Le maréchal Haftar, de retour en Libye, se dit “en bonne santé”

L’homme fort de l’est de la Libye, le maréchal Khalifa Haftar, est rentré jeudi à Benghazi (est) après une hospitalisation d’au moins deux semaines à Paris et a assuré qu’il était “en bonne santé”.

M. Haftar n’était plus apparu en public depuis un certain temps et aucune photo récente de lui n’avait été publiée, nourrissant des rumeurs son état de santé qui avaient inondé les réseaux sociaux en Libye.

Des médias libyens et étrangers avaient même annoncé sa mort, malgré les démentis répétés de son porte-parole et de ses proches, ainsi que celui de l’émissaire de l’ONU pour la Libye, Ghassan Salamé.

La durée exacte et la raison de son hospitalisation ne sont pas connues.

A sa descente d’avion à l’aéroport de Benghazi, Khalifa Haftar, souriant et vêtu d’un costume de ville noir, est allé saluer ses généraux, a constaté un journaliste de l’AFP.

Il a salué en premier le général Abdelrazek al-Nadhouri, qui a échappé à une tentative d’assassinat le 18 avril à Benghazi.

Après une haie d’honneur et un tapis rouge, le maréchal Haftar s’est installé dans un vaste salon d’honneur de l’aéroport où officiers, parlementaires et dignitaires tribaux se sont succédé avec des discours de bienvenue.

"Je tiens à vous rassurer: je suis en bonne santé", a-t-il dit en prenant ensuite la parole, remerciant ses partisans pour leur loyauté et leur confiance sans donner de détails sur son état de santé ou .

Depuis la chute du régime de Mouammar Kadhafi en 2011, la Libye fait face à une crise politique sans précédent doublée d’une insécurité chronique.

Deux autorités s’y disputent le pouvoir: d’un côté le gouvernement d’union nationale (GNA) reconnu par la communauté internationale et basé à Tripoli et, de l’autre, une autorité exerçant son pouvoir dans l’est du pays avec le soutien du maréchal Haftar.

Chef de l’autoproclamée Armée nationale libyenne (ANL), M. Haftar est accusé par ses rivaux, notamment à Tripoli, de vouloir instaurer une nouvelle dictature militaire en Libye.

Il est par ailleurs devenu la bête noire des islamistes en Libye.

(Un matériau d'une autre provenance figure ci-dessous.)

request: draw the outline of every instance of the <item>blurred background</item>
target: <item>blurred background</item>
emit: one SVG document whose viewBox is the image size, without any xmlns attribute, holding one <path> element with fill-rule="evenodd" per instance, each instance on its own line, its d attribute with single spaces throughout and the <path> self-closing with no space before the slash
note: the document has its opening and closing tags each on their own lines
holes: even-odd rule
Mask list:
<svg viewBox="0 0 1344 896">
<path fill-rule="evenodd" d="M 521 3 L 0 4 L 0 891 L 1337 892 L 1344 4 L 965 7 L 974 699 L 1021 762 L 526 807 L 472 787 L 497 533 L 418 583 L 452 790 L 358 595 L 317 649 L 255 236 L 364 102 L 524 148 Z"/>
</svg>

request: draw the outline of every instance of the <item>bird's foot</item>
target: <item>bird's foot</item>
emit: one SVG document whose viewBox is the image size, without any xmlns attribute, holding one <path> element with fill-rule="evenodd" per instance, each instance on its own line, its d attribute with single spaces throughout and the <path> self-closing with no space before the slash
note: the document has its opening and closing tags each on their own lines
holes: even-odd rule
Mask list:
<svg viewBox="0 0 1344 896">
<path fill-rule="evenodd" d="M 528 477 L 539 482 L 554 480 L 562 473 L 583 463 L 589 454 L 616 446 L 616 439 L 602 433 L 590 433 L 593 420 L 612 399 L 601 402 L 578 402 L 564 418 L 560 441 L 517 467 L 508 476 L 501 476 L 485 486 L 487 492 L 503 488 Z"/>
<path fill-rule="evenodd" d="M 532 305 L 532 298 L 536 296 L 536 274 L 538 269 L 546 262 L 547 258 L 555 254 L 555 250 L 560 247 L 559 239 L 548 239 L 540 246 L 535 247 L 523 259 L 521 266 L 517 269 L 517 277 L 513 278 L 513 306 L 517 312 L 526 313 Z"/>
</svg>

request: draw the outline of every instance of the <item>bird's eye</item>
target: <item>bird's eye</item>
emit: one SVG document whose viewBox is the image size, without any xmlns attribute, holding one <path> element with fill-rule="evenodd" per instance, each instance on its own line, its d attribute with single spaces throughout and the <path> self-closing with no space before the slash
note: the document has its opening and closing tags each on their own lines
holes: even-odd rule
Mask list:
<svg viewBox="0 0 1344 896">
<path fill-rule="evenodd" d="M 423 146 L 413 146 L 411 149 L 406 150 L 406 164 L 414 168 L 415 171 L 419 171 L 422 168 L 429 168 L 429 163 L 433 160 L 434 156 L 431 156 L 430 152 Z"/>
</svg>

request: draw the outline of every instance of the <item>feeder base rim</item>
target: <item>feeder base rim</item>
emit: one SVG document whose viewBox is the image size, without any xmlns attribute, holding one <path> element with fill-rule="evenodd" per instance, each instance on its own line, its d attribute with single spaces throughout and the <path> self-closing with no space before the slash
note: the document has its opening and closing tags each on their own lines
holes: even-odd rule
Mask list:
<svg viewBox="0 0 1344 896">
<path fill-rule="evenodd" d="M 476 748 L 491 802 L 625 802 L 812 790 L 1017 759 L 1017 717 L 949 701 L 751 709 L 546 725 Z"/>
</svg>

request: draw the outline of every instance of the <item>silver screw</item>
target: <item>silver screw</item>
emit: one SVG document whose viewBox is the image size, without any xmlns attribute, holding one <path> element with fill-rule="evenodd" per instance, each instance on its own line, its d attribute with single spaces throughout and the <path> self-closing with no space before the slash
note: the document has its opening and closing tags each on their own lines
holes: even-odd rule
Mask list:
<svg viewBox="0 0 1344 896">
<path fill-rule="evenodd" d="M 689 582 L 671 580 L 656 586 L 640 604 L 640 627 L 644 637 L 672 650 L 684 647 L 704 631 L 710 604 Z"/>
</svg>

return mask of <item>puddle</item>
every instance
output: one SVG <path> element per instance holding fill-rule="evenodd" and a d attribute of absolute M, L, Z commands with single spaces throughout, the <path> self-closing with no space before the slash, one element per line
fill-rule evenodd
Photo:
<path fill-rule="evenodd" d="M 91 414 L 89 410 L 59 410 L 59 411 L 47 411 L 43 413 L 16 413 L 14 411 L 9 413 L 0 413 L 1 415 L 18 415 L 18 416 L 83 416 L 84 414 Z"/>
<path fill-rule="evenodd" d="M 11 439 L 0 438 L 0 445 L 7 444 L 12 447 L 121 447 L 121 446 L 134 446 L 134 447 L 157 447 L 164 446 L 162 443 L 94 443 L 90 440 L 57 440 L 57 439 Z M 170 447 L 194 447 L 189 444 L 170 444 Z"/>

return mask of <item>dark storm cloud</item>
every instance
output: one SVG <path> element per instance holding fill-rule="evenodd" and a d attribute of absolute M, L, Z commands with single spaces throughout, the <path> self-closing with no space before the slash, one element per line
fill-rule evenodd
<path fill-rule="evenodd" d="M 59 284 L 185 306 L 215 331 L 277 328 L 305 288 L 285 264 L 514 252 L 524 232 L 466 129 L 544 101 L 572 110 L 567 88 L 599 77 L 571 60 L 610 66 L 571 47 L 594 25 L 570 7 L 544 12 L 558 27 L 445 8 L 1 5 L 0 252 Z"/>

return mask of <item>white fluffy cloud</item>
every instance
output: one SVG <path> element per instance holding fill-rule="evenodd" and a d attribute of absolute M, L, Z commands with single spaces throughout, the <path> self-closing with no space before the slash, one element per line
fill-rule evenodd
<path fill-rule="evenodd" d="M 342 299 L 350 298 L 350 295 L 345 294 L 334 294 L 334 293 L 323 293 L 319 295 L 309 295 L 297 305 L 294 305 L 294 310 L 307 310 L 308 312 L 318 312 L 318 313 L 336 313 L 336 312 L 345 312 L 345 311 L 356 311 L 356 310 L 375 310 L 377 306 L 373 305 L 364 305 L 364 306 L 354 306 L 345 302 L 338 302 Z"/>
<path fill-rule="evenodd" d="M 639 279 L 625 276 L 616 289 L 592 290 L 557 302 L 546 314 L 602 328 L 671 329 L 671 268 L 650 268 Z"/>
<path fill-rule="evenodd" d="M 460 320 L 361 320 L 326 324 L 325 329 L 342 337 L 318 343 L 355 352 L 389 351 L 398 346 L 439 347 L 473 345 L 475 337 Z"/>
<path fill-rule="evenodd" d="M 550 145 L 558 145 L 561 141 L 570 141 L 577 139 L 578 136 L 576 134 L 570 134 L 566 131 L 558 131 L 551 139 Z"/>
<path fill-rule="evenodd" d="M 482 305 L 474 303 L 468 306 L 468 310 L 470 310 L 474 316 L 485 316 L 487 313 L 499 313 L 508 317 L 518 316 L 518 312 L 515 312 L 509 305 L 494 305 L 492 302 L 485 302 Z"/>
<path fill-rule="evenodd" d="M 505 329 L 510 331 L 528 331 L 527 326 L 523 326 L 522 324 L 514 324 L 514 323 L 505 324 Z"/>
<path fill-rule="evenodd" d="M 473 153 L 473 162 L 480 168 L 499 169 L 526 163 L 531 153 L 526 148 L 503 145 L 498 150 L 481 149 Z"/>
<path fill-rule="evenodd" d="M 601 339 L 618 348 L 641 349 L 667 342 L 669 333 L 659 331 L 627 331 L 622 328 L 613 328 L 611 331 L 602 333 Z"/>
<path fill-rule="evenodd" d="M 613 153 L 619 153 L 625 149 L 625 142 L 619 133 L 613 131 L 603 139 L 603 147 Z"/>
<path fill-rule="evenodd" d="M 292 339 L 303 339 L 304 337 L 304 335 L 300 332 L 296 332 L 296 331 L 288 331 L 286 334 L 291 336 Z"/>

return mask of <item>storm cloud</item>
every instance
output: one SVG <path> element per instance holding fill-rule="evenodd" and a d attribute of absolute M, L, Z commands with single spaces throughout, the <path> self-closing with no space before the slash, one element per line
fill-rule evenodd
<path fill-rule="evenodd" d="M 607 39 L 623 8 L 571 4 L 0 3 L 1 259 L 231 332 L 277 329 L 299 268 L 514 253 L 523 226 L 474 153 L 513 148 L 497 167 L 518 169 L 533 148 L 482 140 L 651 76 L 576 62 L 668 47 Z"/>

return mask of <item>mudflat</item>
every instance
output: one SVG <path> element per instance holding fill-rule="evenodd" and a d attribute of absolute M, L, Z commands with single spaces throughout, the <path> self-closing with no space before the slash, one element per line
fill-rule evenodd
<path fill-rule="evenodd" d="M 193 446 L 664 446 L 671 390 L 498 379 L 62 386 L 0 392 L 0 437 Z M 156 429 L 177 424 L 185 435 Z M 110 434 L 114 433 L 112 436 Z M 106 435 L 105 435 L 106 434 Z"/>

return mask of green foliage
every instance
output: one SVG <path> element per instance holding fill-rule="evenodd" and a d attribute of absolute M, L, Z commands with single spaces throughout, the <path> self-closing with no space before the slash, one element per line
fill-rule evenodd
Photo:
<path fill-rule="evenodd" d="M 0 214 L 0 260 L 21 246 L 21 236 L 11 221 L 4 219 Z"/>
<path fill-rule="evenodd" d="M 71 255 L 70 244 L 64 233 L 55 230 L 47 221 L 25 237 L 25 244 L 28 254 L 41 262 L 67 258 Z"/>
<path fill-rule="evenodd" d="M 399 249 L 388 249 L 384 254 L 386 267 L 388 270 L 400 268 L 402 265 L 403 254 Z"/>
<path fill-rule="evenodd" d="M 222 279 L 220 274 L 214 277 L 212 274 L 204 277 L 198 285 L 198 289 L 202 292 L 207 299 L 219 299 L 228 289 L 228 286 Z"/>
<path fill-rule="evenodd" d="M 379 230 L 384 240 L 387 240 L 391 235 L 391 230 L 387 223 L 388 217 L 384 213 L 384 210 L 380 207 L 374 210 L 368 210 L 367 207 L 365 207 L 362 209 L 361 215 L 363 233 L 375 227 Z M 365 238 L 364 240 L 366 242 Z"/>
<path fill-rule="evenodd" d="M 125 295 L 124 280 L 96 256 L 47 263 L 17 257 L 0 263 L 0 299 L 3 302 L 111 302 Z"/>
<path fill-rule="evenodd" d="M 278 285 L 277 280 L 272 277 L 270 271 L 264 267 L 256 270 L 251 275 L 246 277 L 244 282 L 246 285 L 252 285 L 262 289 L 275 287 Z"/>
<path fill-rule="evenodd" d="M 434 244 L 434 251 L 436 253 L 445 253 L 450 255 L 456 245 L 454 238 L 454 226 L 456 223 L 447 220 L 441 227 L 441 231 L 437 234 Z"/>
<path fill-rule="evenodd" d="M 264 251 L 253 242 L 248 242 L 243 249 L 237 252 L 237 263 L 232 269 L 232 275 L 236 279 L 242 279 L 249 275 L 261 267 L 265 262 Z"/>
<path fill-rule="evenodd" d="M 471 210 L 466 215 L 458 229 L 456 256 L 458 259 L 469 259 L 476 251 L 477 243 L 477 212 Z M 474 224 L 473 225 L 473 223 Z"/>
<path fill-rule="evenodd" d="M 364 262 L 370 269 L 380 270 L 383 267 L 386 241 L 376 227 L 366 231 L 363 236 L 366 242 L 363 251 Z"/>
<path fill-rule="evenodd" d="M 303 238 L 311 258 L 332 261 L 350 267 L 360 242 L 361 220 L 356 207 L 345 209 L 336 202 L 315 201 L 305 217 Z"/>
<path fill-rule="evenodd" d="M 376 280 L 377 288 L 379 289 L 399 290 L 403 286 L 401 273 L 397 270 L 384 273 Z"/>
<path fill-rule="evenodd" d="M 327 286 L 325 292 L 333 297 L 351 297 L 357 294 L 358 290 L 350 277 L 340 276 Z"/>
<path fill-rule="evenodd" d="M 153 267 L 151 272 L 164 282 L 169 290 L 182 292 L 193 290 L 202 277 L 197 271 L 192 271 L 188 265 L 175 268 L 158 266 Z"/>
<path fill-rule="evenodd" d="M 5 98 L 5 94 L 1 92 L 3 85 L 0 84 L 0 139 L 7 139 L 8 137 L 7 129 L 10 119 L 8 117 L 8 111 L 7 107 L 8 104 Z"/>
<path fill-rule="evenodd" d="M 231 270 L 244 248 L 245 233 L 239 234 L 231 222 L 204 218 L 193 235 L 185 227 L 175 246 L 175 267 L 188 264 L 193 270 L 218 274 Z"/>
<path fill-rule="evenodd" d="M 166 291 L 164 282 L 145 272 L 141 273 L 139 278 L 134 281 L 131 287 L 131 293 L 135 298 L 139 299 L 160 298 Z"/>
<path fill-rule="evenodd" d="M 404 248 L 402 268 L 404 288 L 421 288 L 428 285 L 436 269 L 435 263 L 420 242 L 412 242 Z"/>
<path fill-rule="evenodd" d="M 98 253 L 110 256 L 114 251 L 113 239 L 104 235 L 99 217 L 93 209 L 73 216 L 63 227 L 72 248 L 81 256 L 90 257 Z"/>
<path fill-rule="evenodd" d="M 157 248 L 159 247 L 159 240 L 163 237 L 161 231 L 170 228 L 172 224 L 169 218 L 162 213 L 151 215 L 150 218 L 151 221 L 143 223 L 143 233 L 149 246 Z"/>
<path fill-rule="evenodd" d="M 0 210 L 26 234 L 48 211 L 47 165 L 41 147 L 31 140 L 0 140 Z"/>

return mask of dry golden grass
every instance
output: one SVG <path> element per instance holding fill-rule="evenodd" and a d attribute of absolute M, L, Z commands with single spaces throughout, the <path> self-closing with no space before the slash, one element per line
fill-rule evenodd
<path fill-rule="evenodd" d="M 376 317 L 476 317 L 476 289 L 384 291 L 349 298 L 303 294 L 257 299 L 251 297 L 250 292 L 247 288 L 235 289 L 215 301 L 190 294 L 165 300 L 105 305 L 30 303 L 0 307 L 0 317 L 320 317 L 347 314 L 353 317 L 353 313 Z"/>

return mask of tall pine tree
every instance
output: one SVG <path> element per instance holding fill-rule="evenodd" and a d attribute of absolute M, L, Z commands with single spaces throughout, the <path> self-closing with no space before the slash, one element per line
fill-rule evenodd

En 2017, après trois ans de combats meurtriers, l’ANL est notamment venue à bout de groupes jihadistes qui s’étaient emparés de Benghazi.

"Nous avons promis de concrétiser les attentes du peuple (libyen). Cette question ne se limite pas à Tripoli ou Benghazi, il faut que la Libye soit libérée de ces groupes qui perturbent la vie des Libyens", a déclaré M. Haftar, en référence aux groupes extrémistes.

"Il faut les anéantir!", a-t-il martelé.